Visiting Fujian

Mao Zedong's statue at Wuyi square in Fuzhou, Fujian, China

 

While you’re studying it’s important to take some time for yourself, and not just during the┬ávacations you may or may not have. So while I was studying in Xiamen I took some time to visit the nearby cities Fuzhou and Quanzhou, which respectively are 2 and 1 hours away from Xiamen by train.

I organised my trip to Fuzhou by myself. I found a cheap hotel online, but when I arrived there were many people advertising their hotels around the trainstation that turned out to be much cheaper. So if you go there outside of a holiday you might want to take that into consideration. But, if you do travel during a holiday I strongly advise to book a hotel well in advance.

I stayed for 3 days, although I arrived late on the first day and left halfway through the third day, so I actually only had one and a half day there to do things.

I first went to Gushan, a mountain that was about half an hour away from the city centre. Half way up the mountain I met a group of middle schoolers that wanted to practice their English. Near the top was a gate to go to the actual top that I needed to pay for, although the mountain was free before that. It turned out to be worth it though. There was rock calligraphy and the view was great. I also met some people that had taken the day off from work to hang out. I went down the mountain with them and joint them for lunch, after which one of them brought me to nanhoujie, which is part of the 3 lanes 7 alleys.

Entrance to Gushan in Fuzhou, Fujian, China.

Entrance to Gushan

Calligraphy rock on Gushan in Fuzhou, Fujian, China.

Calligraphy rock on Gushan

Friso Denijs on Gushan in Fuzhou, Fujian China

Me high up on Gushan with a foggy Fuzhou behind me.

Walking through just that street took the rest of my day but it was really nice. There were many interesting shops, my favourite one being one that sold Fujian style wood sculptures.

Entrance to Nanhoujie in Fuzhou, Fujian, China.

Entrance to Nanhoujie.

Fujian style woodcarving in a shop in Nanhoujie in Fuzhou, Fujian, China.

Fujian style woodcarving in a shop in Nanhoujie.

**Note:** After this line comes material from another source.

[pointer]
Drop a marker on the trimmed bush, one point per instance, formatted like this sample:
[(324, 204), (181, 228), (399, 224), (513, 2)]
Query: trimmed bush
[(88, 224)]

The next day I first went to Wuyi square, I wanted to see the rising of the flag, which happens at sunrise, but I arrived to late. Luckily I was direct by a local to a temple left of Mao’s statue and up the hill. It was a lovely temple, but sadly I forgot to take pictures there.

 

Mao Zedong's statue at Wuyi square in Fuzhou, Fujian, China

Mao’s statue on Wuyi square.

After that I went to the Fujian provincial museum. It had many interesting exhibits, my favourite one being about Fujian opera. I was also very surprised when I saw a diaroma of Dutch people. It was of them surrendering to Zheng Chenggong after he reclaimed Taiwan. After the museum I left Fuzhou and went back to Xiamen.

 

Diorama of the Dutch surrendering to Zheng Chenggong in Fujian provincial museum in Fuzhou, Fujian, China

Diorama of the Dutch surrendering to Zheng Chenggong in Fujian provincial museum.

 

Later in the semester I went to Quanzhou for a day with a group of classmates. We first went to Kaiyuan temple. It’s a temple with large grounds. We spent most of our day there, wandering about.

Pagoda at Kaiyuan temple in Quanzhou, Fujian, China.

One of the two pagodas at Kaiyuan temple.

Mural at Kaiyuan temple in Quanzhou, Fujian, China.

Mural at Kaiyuan temple

 

Friso Denijs standing underneath trees in Kaiyuan temple in Quanzhou, Fujian, China.

Me underneath two crossing trees at Kaiyuan temple

Afterwards we went for a quick visit to Quanzhou museum, but it was nearly closing time and most of us were hungry, so we went out to eat and have drinks. We got back late and tired to our dorms, but we all had a good time.